MAROC
28/04/2018 11h:56 CET

Greenpeace organise une fresque humaine géante à Casablanca pour promouvoir l'énergie solaire

Une photo aérienne sera prise par un drone pour conclure cet événement d'envergure.

Greenpeace

ENVIRONNEMENT - Le mouvement “Break Free” (“libérons-nous”) s’invite au Maroc. Greenpeace organise, dimanche 29 avril sur le parking de la Foire internationale de Casablanca, une gigantesque fresque humaine pour promouvoir l’énergie solaire et combattre les combustibles fossiles.

De 8 heures à 11 heures, les Marocains sont invités par l’ONG de protection de l’environnement à se joindre au mouvement, si possible revêtus d’un t-shirt ou d’un accessoire de couleur jaune, pour former un immense soleil humain. Une photo aérienne sera prise par un drone pour conclure cet événement d’envergure organisé un peu partout à travers le monde.

Des banderoles de 60 mètres écrites en arabe, amazigh et anglais seront déployées par les participants, sur lesquelles sera inscrite la phrase “Break Free - Allons vers le soleil”, indique au HuffPost Maroc Julien Jreissati, chargé de campagne chez Greenpeace. Chaque participant recevra un papier jaune ou un papier d’aluminium pour refléter les rayons du soleil - si la météo est au beau fixe.

Après l’Inde, la Russie, la Grèce, l’Italie, la Turquie, la Suède, la Suisse et d’autres pays, Greenpeace a choisi le Maroc “car c’est un leader dans la région et dans le monde en la matière”, souligne le militant. “Cet événement est un appel lancé au monde entier à quitter l’ère des combustibles fossiles pour aller vers les énergies renouvelables”, explique-t-il. 

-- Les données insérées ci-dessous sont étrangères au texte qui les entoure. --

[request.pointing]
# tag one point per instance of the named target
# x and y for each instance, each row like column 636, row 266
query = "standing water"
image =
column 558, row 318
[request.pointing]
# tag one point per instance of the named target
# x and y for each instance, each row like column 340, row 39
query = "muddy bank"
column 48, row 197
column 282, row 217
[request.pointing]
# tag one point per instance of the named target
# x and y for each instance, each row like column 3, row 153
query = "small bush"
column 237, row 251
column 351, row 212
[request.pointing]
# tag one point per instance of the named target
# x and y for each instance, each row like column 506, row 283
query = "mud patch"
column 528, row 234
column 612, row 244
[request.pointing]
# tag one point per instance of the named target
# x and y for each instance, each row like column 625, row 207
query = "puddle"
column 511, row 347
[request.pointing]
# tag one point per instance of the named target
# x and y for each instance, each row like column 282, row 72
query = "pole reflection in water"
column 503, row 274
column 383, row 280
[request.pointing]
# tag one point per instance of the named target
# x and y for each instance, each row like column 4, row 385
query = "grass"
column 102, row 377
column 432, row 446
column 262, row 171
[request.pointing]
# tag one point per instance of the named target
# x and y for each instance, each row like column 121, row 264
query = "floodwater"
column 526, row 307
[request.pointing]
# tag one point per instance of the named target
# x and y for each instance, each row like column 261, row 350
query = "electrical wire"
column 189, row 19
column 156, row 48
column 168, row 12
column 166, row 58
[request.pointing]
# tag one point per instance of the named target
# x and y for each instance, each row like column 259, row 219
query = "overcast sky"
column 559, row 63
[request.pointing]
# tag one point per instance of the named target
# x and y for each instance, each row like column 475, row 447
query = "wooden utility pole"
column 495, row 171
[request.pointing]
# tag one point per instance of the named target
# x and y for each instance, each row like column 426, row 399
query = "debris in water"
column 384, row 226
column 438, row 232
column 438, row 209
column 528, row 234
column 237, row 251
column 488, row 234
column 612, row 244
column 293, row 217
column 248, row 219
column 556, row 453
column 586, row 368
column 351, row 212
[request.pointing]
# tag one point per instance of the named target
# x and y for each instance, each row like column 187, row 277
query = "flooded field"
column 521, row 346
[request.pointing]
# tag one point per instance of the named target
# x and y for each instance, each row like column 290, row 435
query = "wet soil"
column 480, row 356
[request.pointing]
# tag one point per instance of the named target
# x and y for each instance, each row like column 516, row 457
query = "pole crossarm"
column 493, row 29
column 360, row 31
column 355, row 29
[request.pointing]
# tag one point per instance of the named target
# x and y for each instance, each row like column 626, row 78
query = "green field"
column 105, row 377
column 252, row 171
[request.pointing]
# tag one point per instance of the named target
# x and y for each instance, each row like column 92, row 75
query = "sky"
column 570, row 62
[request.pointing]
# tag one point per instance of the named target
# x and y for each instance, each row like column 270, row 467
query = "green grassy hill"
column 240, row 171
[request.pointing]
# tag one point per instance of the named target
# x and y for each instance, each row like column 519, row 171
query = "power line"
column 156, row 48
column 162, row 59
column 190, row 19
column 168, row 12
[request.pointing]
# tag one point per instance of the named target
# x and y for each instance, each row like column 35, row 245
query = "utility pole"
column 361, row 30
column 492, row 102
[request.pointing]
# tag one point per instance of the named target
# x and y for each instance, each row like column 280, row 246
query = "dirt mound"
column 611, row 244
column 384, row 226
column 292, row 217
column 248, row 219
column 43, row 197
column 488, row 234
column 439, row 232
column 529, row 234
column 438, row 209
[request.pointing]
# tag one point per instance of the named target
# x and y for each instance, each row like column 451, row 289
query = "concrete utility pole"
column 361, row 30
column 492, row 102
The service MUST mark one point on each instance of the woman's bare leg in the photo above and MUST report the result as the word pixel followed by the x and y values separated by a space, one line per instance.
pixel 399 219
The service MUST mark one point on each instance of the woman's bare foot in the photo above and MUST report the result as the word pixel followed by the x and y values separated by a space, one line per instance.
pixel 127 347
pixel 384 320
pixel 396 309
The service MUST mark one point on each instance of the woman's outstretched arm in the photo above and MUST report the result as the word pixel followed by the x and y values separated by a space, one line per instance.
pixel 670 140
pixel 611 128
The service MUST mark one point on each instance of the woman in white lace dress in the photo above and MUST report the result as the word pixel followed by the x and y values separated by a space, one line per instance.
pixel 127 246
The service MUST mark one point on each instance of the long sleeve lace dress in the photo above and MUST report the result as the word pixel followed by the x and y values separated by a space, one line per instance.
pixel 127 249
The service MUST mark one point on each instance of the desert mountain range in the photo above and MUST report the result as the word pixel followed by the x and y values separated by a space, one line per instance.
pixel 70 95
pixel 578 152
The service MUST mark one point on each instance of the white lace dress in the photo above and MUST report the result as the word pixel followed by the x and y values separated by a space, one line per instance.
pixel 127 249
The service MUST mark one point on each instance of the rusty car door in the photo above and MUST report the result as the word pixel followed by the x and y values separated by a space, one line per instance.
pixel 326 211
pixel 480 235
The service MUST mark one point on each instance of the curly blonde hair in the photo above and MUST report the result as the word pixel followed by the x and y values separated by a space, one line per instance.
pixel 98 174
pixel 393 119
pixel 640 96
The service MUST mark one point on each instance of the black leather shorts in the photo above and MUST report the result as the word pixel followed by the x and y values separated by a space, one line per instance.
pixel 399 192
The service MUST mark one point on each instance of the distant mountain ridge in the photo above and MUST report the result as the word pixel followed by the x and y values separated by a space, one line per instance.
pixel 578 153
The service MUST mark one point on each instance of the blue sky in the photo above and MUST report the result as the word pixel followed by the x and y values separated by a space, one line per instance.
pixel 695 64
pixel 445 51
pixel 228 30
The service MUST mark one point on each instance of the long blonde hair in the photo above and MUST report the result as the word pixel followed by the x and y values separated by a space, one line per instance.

Accélérer la transition énergétique

“Nous avons vu lors de la COP22 à Marrakech en 2016 la détermination et l’enthousiasme des Marocains en faveur des énergies renouvelable. Nous souhaitons ainsi montrer qu’un pays ayant des moyens limités a de l’ambition, et pousser les autres pays, y compris les plus riches, à accélérer la transition vers le solaire”, souligne-t-il.

Ce n’est pas un hasard si la capitale économique du royaume a été choisie par Greenpeace pour accueillir cet événement. “Une grande métropole est idéale pour mobiliser des gens. Le forum des étudiants organisé le même jour permettra aussi de rassembler un maximum de personnes”, relève Julien Jreissati. La mosquée Hassan II, symbole de la ville blanche qui figurera sur la photo, est également reconnaissable dans le monde entier.

Cette action n’est pas la première organisée par Greenpeace au Maroc. Lors de la COP22, l’ONG internationale avait ramené le “Rainbow Warrior”, son emblématique bateau, à Tanger et Casablanca afin de promouvoir également l’énergie solaire.

“Aujourd’hui, on est en train de diriger, auprès de nos volontaires au Maroc et de citoyens, une formation à la mobilisation et à l’engagement, baptisée ‘Agir avec Greenpeace’”, indique encore Julien Jreissati.

Car si le Maroc est souvent érigé en exemple en matière de développement de l’énergie solaire, notamment depuis l’inauguration, en février 2016, de la première centrale solaire Noor près de Ouarzazate, le royaume doit encore fournir de nombreux efforts pour assurer sa transition énergétique.

“Au niveau macro, le Maroc a de grandes ambitions et déploie des efforts considérables, mais au niveau micro, il reste beaucoup de défis. Le Maroc est en retard et doit faire des efforts au niveau institutionnel, légal et financier, pour faciliter l’accès à la moyenne tension et à l’investissement dans le solaire”, note le militant. “Les Marocains ont besoin de supports financiers, comme des prêts bancaires ‘verts’, pour accélérer la transition énergétique à tous les niveaux”.